Cotton rounds are high on the list of non-recyclable items that get thrown out after each time we remove makeup or use a toner. A way to avoid filling up the trash bin with cotton rounds is to switch to reusable makeup removers, that can be washed with the laundry. You’re concerned how much effort keeping these make-up pads cleans will mean? Check out this blog post to see how easy it is to keep your reusable make-up pads clean.

Reusable Make-Up Pads made from organic cotton and bamboo / By Tabitha Eve

STEP 2: SHAVE IT OFF THE NATURAL WAY

Shaving is an important part of the grooming routine for many. Sadly, too many opt for the disposable razors, which are often made from a combination of materials which makes them difficult to recycle and after only a few uses these razors typically end up in the trash. The benefits of a reusable razor made from metal and wood instead of plastic include their long life span, low environmental impact, and let’s face it – they look a lot cooler on your bathroom shelf than the supermarket plastic razor.

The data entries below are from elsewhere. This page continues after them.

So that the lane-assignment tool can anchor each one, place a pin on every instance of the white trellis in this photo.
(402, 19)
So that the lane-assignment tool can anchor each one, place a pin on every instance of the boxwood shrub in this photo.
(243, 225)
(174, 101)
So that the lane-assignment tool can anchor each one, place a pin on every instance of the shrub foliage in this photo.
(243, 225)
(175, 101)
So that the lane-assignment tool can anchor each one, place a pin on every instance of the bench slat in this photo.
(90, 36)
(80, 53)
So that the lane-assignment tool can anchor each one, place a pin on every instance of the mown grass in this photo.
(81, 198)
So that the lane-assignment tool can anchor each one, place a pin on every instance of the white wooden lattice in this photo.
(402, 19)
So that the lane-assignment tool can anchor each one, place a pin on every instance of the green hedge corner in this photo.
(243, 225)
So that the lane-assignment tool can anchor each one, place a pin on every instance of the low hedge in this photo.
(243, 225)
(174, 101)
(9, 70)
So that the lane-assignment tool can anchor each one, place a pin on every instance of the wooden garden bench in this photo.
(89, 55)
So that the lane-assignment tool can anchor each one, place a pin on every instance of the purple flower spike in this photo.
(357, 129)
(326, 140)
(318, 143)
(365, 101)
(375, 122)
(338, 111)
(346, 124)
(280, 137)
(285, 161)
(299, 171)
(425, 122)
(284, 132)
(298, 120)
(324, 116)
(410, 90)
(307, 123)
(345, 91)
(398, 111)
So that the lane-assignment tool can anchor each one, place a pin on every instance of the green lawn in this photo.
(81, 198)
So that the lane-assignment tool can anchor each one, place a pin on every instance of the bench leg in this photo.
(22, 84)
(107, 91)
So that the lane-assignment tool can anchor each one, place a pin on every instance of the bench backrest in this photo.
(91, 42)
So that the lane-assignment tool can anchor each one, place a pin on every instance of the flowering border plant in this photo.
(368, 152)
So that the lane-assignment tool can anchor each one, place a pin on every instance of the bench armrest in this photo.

Reusable razor made from chrome and wood / By Naked Necessities

STEP 3: BRUSH YOUR TEETH WITHOUT PLASTIC

The usual plastic toothbrushes share the razors’ fate, being almost impossible to recycle. Opting for a biodegradable bamboo brush and natural toothpaste makes a big difference for how environmentally friendly your beauty habits are when you consider that around 3.5 billion toothbrushes go over the counter every single year. 

Plastic-free toothbrush made from bamboo and nylon / By Tabitha Eve

STEP 4 (this one is for you girls!): CHOOSE PLASTIC-FREE FEMALE HYGIENE PRODUCTS

Female hygiene is one area that we cannot avoid. The conventional sanitary napkins, tampons and applicators are non-recyclable and take centuries to biodegrade, both the packaging and the product itself containing plastic, harmful chemicals, fragrance, and bleach. On average, every woman on this planet uses 11,000 tampons over the course of her life – which means there is a huge potential to reduce your environmental footprint by switching to plastic-free alternatives! 

Thankfully, we aren’t forced to resort to single-use plastic-containing products anymore and zero-waste alternatives are now available. One of them is a reusable menstrual cup, made from medical silicone, safe for the body and the planet, while also being economical – no need to repurchase tampons and pads every month. 

Reusable menstruation cup produced in a climate-neutral way / By Flowcup

Reusable and plastic-free pads are a great option for daily hygiene, being an eco-friendly, super soft and durable alternative to pantyliners, that can also provide extra protection on the days of a heavier flow, being secured in place by clips.

Reusable menstruation pad made from cotton / By Von Ocker und Rot

STEP 5: OPT FOR PLASTIC-FREE PACKAGING

Thankfully, more and more brands are turning to packaging that doesn’t contain plastic. The trick here is just to pay attention. You may need to look a bit further than the shelves of a local supermarket, but these products exist! Soap can be found in cardboard packaging, not wrapped in plastic, toothpaste can be in metal tubes or glass jars. Shampoos and conditioner in liquid form and in plastic bottles is something I (for now) find personally difficult to replace, however, there are plenty of options for solid shampoos available that are worth considering. In the worst case – recycle! One other must-have for our plastic-free bathroom cabinet is a natural deodorant in plastic-free packaging. What can be better that keeping yourself smelling fresh, while not polluting either your body (we’ve all read about the nasty stuff in conventional deodorants) or the planet? 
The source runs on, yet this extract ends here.